The increasing amount of electronic waste (e-waste) urgently requires the use of innovative solutions within the circular economy models in this industry. Sorting of e-waste in a proper manner are essential for the recovery of valuable materials and minimizing environmental problems. The conventional e-waste sorting models are time-consuming processes, which involve laborious manual classification of complex and diverse electronic components. Moreover, the sector is lacking in skilled labor, thus making automation in sorting procedures is an urgent necessity. The project “AdapSort: Adaptive AI for Sorting E-Waste” aims to develop an adaptable AI-based system for optimal and efficient e-waste sorting.
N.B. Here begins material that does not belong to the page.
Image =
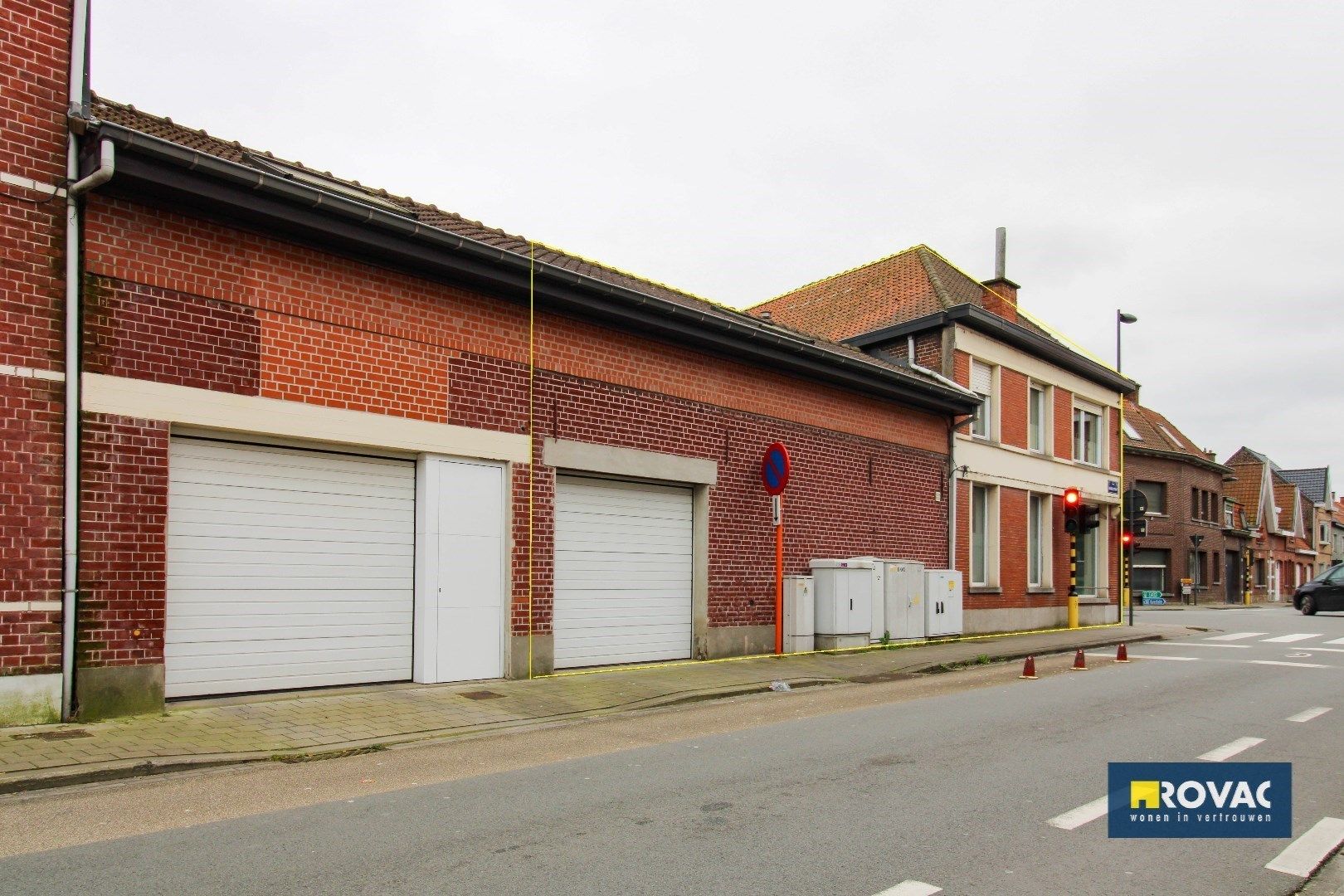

The project combines deep learning object detection algorithms with open-world vision-language models to enable adaptive AI models that incorporate operator feedback as part of a continuous learning process. The project initiates with problem analysis, including use case definition, requirement specification, and collection of labeled image data. AI models will be trained and deployed on edge devices for real-time sorting and scalability. Then, the feasibility of developing adaptive AI models that capture the state-of-the-art open-world vision-language models will be investigated. The human-in-the-loop learning is an important feature of this phase, wherein the user is enabled to provide ongoing feedback about how to refine the model further. An interface will be constructed to enable human intervention to facilitate real-time improvement of classification accuracy and sorting of different items. Finally, the project will deliver a proof of concept for the AI-based sorter, validated through selected use cases in collaboration with industrial partners. By integrating AI with human feedback, this project aims to facilitate e-waste management and serve as a foundation for larger projects.